As part of its delayed 2022 Quadrennial Review, the FCC voted 3-0 in September 2025 to seek public comment on raising or eliminating local ownership caps that currently restrict large-market owners to 7–8 stations (typically 4–5 FMs).
The comment deadline is December 17, 2025, with final rules possible by mid-2026.
Brokers at Media Services Group, Kalil & Co., and others are already calling it a potential “gold rush,” forecasting 200–300 deals per year and 20–30% jumps in station values once restrictions ease.
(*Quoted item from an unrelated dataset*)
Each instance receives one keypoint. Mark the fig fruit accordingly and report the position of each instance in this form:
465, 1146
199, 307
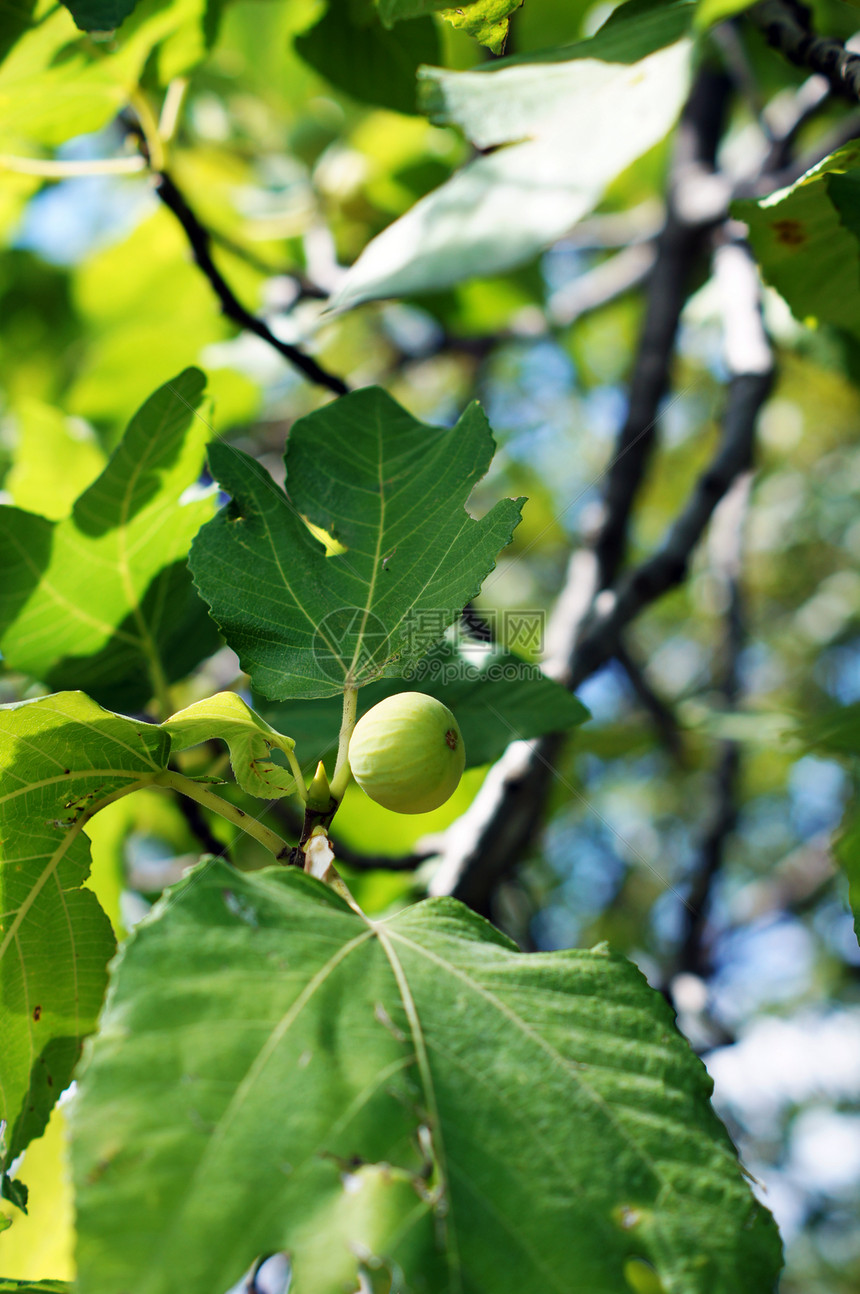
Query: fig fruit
406, 753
Religious broadcasters are positioned to lead the charge. Nonprofit giants Educational Media Foundation (K-LOVE, Air1) and Salem Media Group, flush with donor cash and tax advantages, accounted for roughly 40% of all radio transactions in 2024–2025 and are actively scouting new clusters. Insiders say both groups have war chests exceeding $500 million combined and are ready to pounce on underperforming commercial stations, especially in mid-tier and rural markets.
Current rules, largely unchanged since the 1996 Telecom Act, cap ownership based on market size and protect against excessive consolidation. Critics, including minority-ownership advocates, warn further deregulation will shrink viewpoint diversity and accelerate “news deserts.”
Supporters, led by the National Association of Broadcasters, argue the caps are obsolete in an era when Spotify, YouTube, and podcasts dominate listening.
If approved, the changes would mark the biggest shake-up in radio ownership since the early 2000s and could reshape the AM/FM landscape for decades, with faith-based networks likely emerging as the biggest winners.